This post contains no recipes but is tagged thus because I don't have a "food" tag.
Our layover on the way home was at DC Dulles and I had THE most memorable meal of the trip there, in a little sandwich shop at the airport - a sandwich which was basically like grilled cheese with three kinds of cheese, dill pickles and mushrooms mixed into the cheese, a delicious dill pickle spear and a way-too-tiny bag of cajun salt & vinegar kettle chips. AND THAT IS SAYING SOMETHING, OKAY. I gorged myself so often and so much while in America on our two weeks' vacation that I'm surprised I didn't gain any weight (if I did I lost it again by the time I got to weigh myself, but that's not surprising since we came home to a house with no food and I've been hungry, and nibbling on rice and toast with nothing on it, all week). HIGHLIGHTS: my uncle Joe's salsa (I ate almost a jar and one day literally made myself sick on it - I don't have the stomach lining for that much chile anymore), my aunts' chicken parmesan and chicken hot pot, about 8 boxes of Pop Tarts, mozzarella sticks, all the bagels I could want, and just once, quesadillas for breakfast.
Why, you may ask, was grilled cheese with a pickle spear and salt'n'vinegar chips your most memorable meal? Well, I'll tell you.
Finland doesn't have dill pickles or anything like them. Nowadays we do have salt and vinegar potato chips, but they were only introduced within the last year, by Estrella, the Finnish equivalent of Lay's. This is to say that the chips are thin and a little bland, and I prefer country-style chips like kettle chips. (We do have one brand of these in Finland, produced by Estrella's competitor Taffel, but they come only in three flavors - plain, garlic, and sour cream & dill. I love them, but they're not as good as salt & vinegar; I can't help it, I crave sour and salt above all else.)
There are other things that Finland doesn't have, like Tex Mex and Pop-Tarts, but these are easier to substitute for, like by making my own Tex-Mex-ish-stuff and with other sorts of pastries and jam sandwiches and such. There's nothing that I've been able to find that is like dill pickles. I've decided now that my next step is going to have to be to try making them.
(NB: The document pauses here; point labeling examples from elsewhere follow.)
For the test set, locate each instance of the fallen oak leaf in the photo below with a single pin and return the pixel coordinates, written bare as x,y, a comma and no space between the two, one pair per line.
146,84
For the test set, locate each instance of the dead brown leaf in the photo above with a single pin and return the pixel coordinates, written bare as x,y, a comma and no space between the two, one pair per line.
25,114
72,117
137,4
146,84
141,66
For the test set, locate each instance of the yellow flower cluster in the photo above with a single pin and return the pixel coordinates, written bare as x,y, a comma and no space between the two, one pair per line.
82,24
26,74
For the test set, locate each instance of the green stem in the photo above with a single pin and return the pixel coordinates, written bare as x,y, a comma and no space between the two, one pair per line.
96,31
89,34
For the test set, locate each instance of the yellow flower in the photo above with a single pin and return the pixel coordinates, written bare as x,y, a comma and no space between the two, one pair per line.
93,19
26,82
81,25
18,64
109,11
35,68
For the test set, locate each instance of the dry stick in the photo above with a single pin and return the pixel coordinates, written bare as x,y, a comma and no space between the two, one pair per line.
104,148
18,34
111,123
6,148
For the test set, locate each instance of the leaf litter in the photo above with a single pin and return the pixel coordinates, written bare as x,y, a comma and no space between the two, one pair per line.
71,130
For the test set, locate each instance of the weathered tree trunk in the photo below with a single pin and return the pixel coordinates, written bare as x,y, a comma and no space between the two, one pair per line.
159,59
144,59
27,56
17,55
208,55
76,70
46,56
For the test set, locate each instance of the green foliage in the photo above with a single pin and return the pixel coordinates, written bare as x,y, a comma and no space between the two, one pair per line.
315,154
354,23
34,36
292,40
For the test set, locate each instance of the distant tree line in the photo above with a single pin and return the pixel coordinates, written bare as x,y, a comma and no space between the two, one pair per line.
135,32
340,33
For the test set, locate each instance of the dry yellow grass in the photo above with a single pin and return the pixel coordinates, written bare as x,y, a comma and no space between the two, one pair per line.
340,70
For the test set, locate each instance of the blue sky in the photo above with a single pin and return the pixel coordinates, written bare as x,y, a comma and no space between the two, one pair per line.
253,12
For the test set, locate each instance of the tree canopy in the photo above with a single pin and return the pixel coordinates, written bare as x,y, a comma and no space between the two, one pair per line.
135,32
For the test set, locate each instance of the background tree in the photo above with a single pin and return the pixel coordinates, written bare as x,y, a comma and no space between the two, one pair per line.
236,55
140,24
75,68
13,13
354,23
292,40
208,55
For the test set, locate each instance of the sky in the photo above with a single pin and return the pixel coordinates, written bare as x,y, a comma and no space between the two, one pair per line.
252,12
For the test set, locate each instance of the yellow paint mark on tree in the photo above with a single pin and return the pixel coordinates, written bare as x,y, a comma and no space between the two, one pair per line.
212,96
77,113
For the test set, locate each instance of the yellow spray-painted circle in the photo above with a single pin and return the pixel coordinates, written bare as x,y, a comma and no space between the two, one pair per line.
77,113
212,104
I have what you might call a nervous stomach, and there's no question that living in Finland has been good for my health. Finland makes it easy to eat healthy by not even having your favorite junk foods (Pop-Tarts, Toaster Strudels, toaster waffles, Lucky Charms or in fact any sugared cereal whatever, corn chips above the quality of what you would buy at a street fair after they have been going stale for 1 week, Doritos, most flavored potato chips, most flavors of dip, most types of candy and when you do buy it it's in tiny tiny quantities), as well as by enforcing the customs and traditions of pretty healthy food. In fact, I find that smorgasbord breakfast (open-face toast sandwiches topped with veggies, cold cuts, butter, or creamcheese) is a pleasantly agreeable food that's easy to get used to, and hard to get away from. I like it so much that I often eat it for lunch as well. It's hard to go wrong with rye bread, health-wise.